Memanfaatkan kesempatan itu, Mia bergerak dengan ketepatan seorang prajurit berpengalaman. Dengan manuver yang cepat dan lincah, ia memperpendek jarak di antara mereka. Di tengah kekacauan Badai Api, ia mencabut pedang pendek dari ikat pinggangnya, bilahnya berkilauan dalam cahaya kemerahan.
Mia membidik momen yang rentan saat pendekar pedang itu berjuang untuk melepaskan diri dari mantra itu. Dengan satu serangan yang menentukan, dia memotong lengan pendekar pedang itu di bagian bahu.
Pedang besar itu jatuh ke tanah, dan prajurit yang tadinya perkasa itu terhuyung mundur, teriakannya yang penuh penderitaan tenggelam oleh kobaran api yang berkobar.
Begitu pertempuran berakhir, semuanya menjadi sunyi senyap. Hampir setengah bangunan hancur karena api menyebar. Orang-orang berteriak-teriak saat mereka mencoba memadamkannya, tetapi api ajaib itu terbakar terlalu cepat.
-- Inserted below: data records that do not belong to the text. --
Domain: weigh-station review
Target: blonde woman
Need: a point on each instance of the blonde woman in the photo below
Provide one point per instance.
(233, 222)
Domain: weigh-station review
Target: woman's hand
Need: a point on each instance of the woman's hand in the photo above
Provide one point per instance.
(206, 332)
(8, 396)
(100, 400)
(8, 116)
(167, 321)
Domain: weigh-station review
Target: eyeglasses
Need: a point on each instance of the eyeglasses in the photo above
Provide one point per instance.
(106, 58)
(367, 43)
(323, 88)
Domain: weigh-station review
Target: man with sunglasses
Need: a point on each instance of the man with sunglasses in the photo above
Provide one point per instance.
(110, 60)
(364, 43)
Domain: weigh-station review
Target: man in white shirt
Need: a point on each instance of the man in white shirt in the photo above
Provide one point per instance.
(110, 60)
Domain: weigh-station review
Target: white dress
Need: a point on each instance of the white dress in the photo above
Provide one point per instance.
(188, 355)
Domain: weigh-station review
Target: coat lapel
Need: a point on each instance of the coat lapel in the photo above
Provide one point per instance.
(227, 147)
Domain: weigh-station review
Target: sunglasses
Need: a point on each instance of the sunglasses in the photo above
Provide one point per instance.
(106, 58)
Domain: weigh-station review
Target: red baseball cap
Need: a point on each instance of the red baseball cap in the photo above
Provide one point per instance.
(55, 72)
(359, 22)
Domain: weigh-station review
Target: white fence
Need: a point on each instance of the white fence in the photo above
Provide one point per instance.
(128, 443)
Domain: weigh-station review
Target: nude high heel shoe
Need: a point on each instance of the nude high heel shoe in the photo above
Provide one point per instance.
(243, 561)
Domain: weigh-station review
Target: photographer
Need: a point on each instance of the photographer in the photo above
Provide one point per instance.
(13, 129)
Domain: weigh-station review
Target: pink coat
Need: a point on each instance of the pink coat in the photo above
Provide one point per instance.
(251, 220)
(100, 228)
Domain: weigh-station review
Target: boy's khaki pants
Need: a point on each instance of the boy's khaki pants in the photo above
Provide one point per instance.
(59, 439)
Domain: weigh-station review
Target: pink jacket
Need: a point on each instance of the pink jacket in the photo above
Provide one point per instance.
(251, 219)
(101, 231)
Mia melihat sekeliling melihat kehancuran, tetapi Archer segera menyadari ada sesuatu yang terbang ke arah wanita yang tidak curiga itu. Ia diperingatkan pada detik terakhir oleh indra prajuritnya. Ia mencoba melindungi dirinya dengan perisai, tetapi pria itu lebih cepat.
Dia melihat neneknya terlempar dari gedung-gedung di dekatnya. Penyerang itu mengenakan baju besi hitam yang menutupi seluruh tubuhnya. Archer tidak dapat melihat wajah pria itu tetapi terus melihat saat Mia berhenti.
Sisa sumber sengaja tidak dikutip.